Tax Attorney, CPA, or Enrolled Agent: Who’s the Right Tax Professional for You?

Depending on your specific tax filing or resolution needs, you’ll need a pro with a certain skill set. Learn the differences between the various experts to ensure that you hire the right person.

Federal, state, and local tax codes are complicated, and can be overwhelming even if you’re filing a fairly basic tax return. Because the Internal Revenue Service takes its regulations and deadlines seriously, it’s always a good idea to seek professional help if you’re in doubt about any portion of your tax return, or if you’re dealing with back taxes. But with all of the experts advertising their services, how do you know who’s right for your needs?

Tax attorneys, accountants, and enrolled agents are all knowledgeable and skilled in dealing with IRS matters. However, they differ in terms of how they’re trained and, in some instances, in what services they can offer a client. Before you begin shopping around for a tax advocate, consider what type of assistance you require. Then, look for a pro who offers those services.

Tax Attorneys

A tax attorney is a bar-certified lawyer who specializes in tax law. That means that if you need advice about specific legal points-especially related to business tax laws or international tax issues-hiring a tax attorney might be the way to go. Tax attorneys are trained in negotiation strategies that can help you secure a tax settlement with the IRS, if you’re dealing with back debt. They can also represent you in a court of law if you’re filing a suit against the IRS or if you’re facing criminal charges. Finally, hiring a lawyer gives you the benefit of attorney-client privilege.

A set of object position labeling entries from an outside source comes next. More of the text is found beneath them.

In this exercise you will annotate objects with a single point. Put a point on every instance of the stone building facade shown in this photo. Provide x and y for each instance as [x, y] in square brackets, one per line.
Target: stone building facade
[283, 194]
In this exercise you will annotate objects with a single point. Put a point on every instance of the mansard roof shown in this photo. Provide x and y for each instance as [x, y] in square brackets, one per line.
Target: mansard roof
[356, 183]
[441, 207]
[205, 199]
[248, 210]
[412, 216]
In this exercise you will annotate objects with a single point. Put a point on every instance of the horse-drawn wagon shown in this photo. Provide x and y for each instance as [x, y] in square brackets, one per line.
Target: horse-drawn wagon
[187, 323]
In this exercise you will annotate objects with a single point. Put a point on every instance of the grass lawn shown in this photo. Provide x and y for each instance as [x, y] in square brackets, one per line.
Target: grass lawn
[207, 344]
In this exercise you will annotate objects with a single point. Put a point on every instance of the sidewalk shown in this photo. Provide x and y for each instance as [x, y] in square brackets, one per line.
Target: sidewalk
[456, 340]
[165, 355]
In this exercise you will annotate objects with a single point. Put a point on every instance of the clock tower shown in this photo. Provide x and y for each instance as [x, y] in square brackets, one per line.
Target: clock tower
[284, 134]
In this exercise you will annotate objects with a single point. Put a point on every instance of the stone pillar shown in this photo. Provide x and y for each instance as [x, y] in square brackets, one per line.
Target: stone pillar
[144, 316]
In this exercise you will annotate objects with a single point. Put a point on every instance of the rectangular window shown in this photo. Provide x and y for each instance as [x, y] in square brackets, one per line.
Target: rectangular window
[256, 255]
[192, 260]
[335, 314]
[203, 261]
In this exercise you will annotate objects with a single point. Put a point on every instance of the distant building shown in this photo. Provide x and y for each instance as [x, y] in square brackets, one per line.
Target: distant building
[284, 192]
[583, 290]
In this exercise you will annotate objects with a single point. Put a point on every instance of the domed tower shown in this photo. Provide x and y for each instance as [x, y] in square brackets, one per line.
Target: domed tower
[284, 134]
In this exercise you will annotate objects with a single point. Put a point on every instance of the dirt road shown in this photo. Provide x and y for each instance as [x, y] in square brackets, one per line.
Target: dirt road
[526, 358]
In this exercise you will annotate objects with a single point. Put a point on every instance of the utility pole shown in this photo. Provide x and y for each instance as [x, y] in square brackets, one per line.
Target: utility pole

Certified Public Accountants

CPAs are trained and licensed in financial matters, including tax codes. If you need someone to dig through your financial records with a fine-toothed comb to find an error or to figure out how to maximize your deductions, an accountant may be right for the job. Unlike many tax attorneys, CPAs will also help you file tax returns and can help you plan for the future, from estimated tax payments to investments and savings. While an accountant cannot represent you in a court of law, he can represent you in tax settlement negotiations with the IRS, and in the event of a tax audit. Overall, CPAs are a great resource for financial advice and assistance that’s not specifically tied to legal issues.

Enrolled Agents

An enrolled agent is a tax professional who has been licensed by the IRS. Many enrolled agents are former IRS employees, but some may have taken a separate licensing examination covering all aspects of the tax code. Enrolled agents can offer tax help including tax return filing, audit representation, tax settlement negotiation, and other tax resolution strategies. Unlike CPAs, they don’t offer general financial advice, and unlike tax attorneys, they cannot assist you once your tax problems become legal problems, as well. However, enrolled agents are highly knowledgeable about tax matters, and in some cases, that’s the only expertise you need.

If you’re in doubt about how much help you need, consider calling a tax firm to inquire about an initial consultation to discuss your tax issues. You may encounter problems you hadn’t considered, or you may realize that your situation is not as serious as you’d feared. Keep in mind that of the three options, tax attorneys will generally be the most expensive, because they offer the most specialized legal and IRS assistance. If you’re working with a tight budget, choose someone who is licensed to give you only the help you need to ensure that you aren’t paying for services you don’t require. Above all, try to seek professional help as soon as you have concerns or realize that you have a problem. The longer you wait to bring in an expert, the worse-and more expensive-your tax problems will become.